Карлос прошел в кабинет за книгой, вернулся в спальню и устало опустился в кресло. Мягкий свет ламп падал на приготовленную постель, освещая под шелковым балдахином тончайшее белье с прошивками и кружевами,
— О чем пишет сегодня «Вечерняя газета»? — спросил, зевая, Карлос, пока Батиста снимал с него ботинки.
— Я прочел ее вдоль и поперек, сеньор, но не обнаружил ничего примечательного. Во Франции царит спокойствие… А подробностям нельзя верить: наши португальские газеты вечно перевирают все иностранные имена и названия.
— Ох уж эти журналисты! Сеньор Эга просто в бешенстве от их писаний…
Пока Батиста с присущим ему усердием готовил грог, Карлос уютно расположился на постели, лениво раскрыл книгу, полистал страницы, закрыл ее, взял папиросу и, смежив веки, курил в состоянии полного блаженства. Сквозь задернутые тяжелые портьеры было слышно, как ветер обрушивался на деревья и потоки дождя стекали по оконным стеклам.
— Ты знаешь что-нибудь о семействе Гувариньо, Тиста?
— Я знаком с Шафраном, сеньор, камердинером графа… Он и камердинер, и за столом прислуживает.
— Ну и что же говорит этот твой Ураган? — лениво продолжал Карлос после некоторого молчания.
— Шафран, мой сеньор! Мануэл зовется Шафран. А сеньор Гувариньо кличет его Романом, потому что до этого у него был камердинер Роман.

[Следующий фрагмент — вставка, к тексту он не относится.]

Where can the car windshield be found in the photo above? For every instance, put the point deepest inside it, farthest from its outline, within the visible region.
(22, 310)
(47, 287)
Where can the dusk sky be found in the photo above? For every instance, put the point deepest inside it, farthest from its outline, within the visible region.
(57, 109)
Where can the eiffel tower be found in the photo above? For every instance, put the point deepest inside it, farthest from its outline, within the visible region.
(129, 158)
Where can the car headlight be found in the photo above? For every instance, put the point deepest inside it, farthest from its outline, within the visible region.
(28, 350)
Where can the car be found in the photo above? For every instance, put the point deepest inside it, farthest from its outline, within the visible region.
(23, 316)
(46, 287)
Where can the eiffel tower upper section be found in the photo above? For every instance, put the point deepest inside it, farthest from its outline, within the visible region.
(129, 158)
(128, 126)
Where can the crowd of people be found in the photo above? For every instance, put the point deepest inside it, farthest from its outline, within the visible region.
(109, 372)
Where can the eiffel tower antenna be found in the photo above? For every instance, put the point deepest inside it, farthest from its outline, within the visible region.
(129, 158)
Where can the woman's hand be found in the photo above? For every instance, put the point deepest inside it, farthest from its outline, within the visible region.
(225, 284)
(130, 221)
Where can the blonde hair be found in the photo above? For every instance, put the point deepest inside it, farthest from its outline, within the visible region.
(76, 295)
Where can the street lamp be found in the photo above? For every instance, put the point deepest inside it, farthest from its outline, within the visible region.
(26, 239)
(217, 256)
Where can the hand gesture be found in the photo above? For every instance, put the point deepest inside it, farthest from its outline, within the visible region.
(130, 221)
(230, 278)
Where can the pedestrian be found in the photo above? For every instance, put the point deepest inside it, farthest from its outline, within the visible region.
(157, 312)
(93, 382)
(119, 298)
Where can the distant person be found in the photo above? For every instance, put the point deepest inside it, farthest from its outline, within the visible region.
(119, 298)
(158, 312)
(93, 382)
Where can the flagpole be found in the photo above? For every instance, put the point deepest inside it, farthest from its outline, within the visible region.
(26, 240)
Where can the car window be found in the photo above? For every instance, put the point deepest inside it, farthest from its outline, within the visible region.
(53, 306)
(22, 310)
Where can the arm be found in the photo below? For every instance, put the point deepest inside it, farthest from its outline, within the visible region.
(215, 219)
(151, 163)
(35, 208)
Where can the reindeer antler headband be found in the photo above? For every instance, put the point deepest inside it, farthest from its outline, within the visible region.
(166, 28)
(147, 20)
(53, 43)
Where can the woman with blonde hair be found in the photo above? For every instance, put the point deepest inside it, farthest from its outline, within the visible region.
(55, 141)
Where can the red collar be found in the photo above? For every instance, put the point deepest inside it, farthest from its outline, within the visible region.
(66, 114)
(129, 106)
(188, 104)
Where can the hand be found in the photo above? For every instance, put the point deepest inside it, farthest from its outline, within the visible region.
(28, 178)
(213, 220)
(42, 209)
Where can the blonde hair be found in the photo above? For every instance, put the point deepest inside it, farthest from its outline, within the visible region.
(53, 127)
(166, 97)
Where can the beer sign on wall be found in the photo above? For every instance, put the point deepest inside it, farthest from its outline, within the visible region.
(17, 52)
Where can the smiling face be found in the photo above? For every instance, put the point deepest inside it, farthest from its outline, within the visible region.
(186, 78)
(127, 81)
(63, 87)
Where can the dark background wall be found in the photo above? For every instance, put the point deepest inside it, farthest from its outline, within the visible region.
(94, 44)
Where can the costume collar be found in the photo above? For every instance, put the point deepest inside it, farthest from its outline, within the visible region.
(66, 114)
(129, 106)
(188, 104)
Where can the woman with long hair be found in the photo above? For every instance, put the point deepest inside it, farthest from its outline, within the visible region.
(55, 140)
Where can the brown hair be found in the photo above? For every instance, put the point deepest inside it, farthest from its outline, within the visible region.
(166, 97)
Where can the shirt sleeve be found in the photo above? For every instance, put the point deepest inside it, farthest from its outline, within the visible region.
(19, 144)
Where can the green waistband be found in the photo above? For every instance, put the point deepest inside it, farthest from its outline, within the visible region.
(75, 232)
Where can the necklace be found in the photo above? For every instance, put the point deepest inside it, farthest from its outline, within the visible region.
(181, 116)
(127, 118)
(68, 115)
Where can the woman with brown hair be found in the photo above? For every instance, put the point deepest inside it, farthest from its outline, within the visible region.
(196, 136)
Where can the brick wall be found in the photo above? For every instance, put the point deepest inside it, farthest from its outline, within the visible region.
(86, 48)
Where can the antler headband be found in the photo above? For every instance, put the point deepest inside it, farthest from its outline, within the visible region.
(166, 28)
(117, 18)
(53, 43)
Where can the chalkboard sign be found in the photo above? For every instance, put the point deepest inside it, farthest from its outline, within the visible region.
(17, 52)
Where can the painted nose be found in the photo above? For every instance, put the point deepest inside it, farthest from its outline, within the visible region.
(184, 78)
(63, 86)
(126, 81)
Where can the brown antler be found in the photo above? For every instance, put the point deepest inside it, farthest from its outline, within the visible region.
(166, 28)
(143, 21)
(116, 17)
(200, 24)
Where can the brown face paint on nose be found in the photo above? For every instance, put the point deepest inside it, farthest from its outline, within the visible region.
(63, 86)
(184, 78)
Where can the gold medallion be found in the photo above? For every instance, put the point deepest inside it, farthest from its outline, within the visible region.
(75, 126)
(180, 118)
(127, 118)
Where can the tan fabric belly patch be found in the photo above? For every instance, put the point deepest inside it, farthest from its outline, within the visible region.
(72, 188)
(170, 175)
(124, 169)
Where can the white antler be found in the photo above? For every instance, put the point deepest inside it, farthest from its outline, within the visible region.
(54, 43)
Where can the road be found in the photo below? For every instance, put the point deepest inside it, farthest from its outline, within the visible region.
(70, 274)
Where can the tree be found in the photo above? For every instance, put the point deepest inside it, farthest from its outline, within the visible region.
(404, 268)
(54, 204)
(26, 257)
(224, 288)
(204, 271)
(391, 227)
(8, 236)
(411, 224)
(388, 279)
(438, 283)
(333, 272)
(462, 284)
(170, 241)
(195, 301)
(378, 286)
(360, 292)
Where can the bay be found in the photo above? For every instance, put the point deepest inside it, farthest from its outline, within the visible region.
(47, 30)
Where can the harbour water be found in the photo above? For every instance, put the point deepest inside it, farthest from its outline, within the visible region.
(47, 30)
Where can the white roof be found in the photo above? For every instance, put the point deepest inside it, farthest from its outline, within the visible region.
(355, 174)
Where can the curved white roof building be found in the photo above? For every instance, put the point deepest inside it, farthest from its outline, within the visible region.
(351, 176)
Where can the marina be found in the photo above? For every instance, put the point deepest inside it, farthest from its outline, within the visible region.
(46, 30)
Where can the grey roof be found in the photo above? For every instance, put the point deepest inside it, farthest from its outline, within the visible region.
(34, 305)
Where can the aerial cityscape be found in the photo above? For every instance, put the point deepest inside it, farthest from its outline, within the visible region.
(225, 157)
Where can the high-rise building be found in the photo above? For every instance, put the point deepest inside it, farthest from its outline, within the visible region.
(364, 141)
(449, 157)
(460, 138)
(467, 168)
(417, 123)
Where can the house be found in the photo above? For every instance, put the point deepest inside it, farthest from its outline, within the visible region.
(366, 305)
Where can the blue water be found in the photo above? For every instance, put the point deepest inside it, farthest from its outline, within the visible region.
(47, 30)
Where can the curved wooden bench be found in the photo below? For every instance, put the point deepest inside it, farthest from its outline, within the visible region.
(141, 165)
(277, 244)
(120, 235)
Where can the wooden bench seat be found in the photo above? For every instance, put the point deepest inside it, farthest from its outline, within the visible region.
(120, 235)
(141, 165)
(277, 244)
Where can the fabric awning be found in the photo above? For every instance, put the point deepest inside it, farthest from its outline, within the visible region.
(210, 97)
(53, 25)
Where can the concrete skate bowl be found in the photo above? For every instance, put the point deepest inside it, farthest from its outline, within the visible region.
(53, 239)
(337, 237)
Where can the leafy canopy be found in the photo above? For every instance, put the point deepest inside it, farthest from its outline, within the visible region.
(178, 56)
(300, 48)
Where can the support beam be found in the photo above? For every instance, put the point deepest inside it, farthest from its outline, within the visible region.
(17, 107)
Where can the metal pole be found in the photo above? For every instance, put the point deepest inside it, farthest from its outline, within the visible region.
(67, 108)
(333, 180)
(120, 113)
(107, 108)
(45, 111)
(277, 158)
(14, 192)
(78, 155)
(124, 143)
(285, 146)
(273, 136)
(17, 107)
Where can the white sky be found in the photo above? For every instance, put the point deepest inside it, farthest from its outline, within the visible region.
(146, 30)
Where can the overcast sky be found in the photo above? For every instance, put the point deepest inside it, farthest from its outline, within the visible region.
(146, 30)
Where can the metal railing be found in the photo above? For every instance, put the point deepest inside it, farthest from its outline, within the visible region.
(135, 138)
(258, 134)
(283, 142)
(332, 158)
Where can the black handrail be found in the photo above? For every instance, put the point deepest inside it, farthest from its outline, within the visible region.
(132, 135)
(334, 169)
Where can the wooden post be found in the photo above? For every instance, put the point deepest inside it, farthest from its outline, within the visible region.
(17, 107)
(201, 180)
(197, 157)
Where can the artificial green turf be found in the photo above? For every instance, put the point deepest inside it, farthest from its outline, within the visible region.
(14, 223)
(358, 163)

И это нехорошо: ведь у каждого человека есть свое имя. Мануэл зовется Шафран. И Шафран недоволен…
И Батиста, поставив к изголовью поднос с грогом, сахарницей и папиросами, изложил Карлосу все, что он узнал от Шафрана. Граф де Гувариньо — зануда и скряга; в нем нет ни малейшего благородства: он подарил Роману (Шафрану) костюм из светлого шевиота, но такой поношенный и к тому же еще весь в чернильных пятнах, оттого что граф вытирал перья о штанину и рукав, — Шафрану ничего не оставалось, как выбросить подарок. Граф с графиней сильно не ладят: однажды, когда Шафран прислуживал за столом, они так поссорились, что графиня сдернула скатерть со всеми бокалами и блюдами на пол. И в другой раз она сделала то же самое: граф как примется нудить и долбить про что-нибудь, тут она и взвивается. И все из-за денег. Старому Томпсону уже надоело раскошеливаться.
— А кто этот старый Томпсон, что возник вдруг перед нами в столь поздний час? — спросил Карлос, невольно проявляя интерес к предмету их разговора.

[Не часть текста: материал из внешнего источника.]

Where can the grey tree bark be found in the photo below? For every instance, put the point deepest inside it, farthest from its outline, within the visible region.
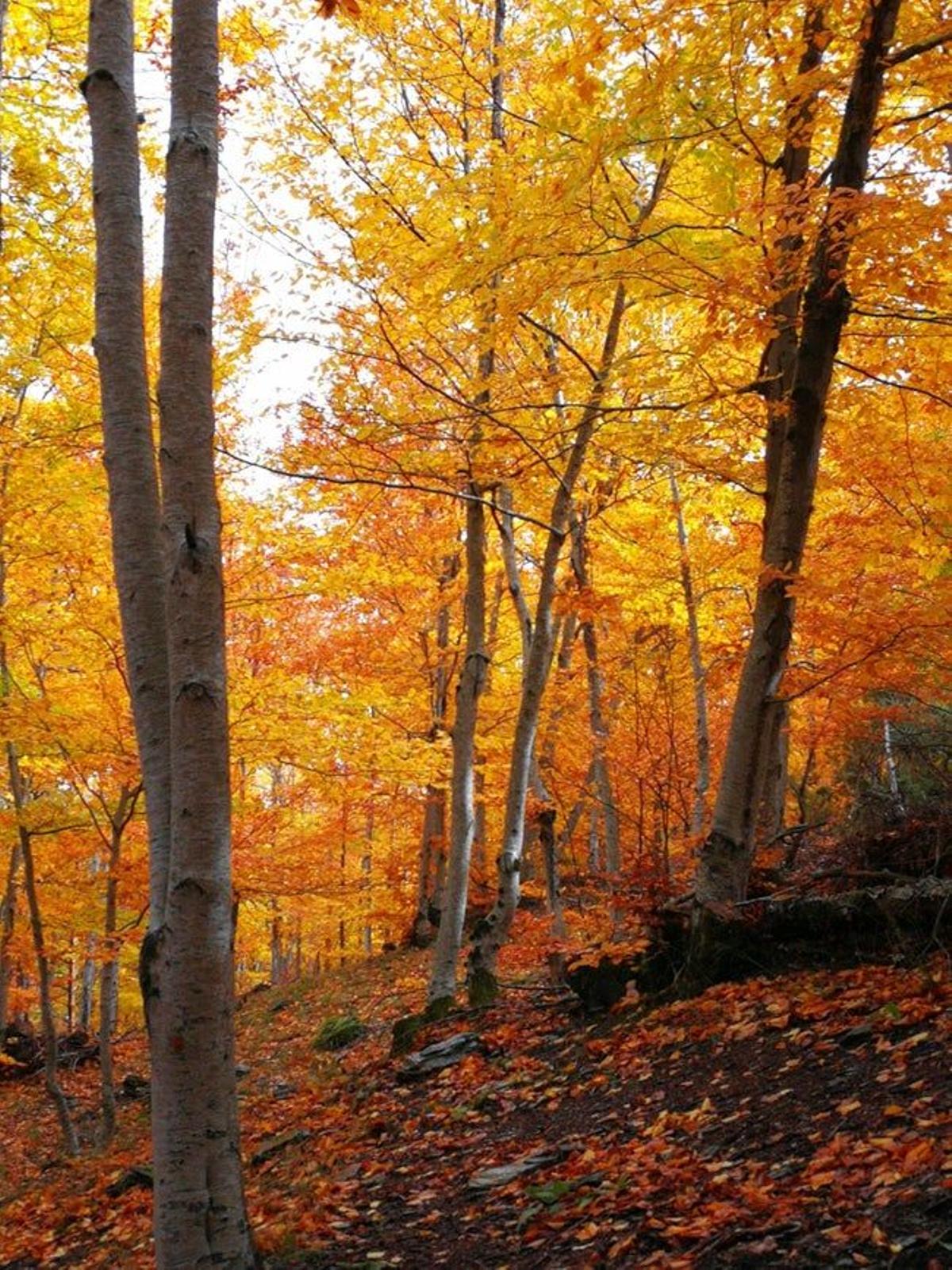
(598, 723)
(109, 976)
(777, 370)
(473, 677)
(724, 864)
(44, 976)
(493, 930)
(446, 953)
(698, 674)
(171, 598)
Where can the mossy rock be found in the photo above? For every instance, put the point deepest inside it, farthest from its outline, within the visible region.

— Старый Томпсон — отец сеньоры графини. Сеньора графиня в девичестве была мисс Томпсон, из Томпсонов, живших в Порто. Сеньор Томпсон последнее время не желал больше ссужать зятя ни единым реалом; и сеньор граф, разъяренный этим, как-то раз при Шафране кричал жене: мол, она и ее папаша должны помнить, что они всего-навсего торговцы и лишь благодаря ему, графу, она сделалась графиней; и да простит меня сеньор, графиня в ответ на это послала тут же за столом его графство, ко всем чертям… Все это Шафрану не по нутру.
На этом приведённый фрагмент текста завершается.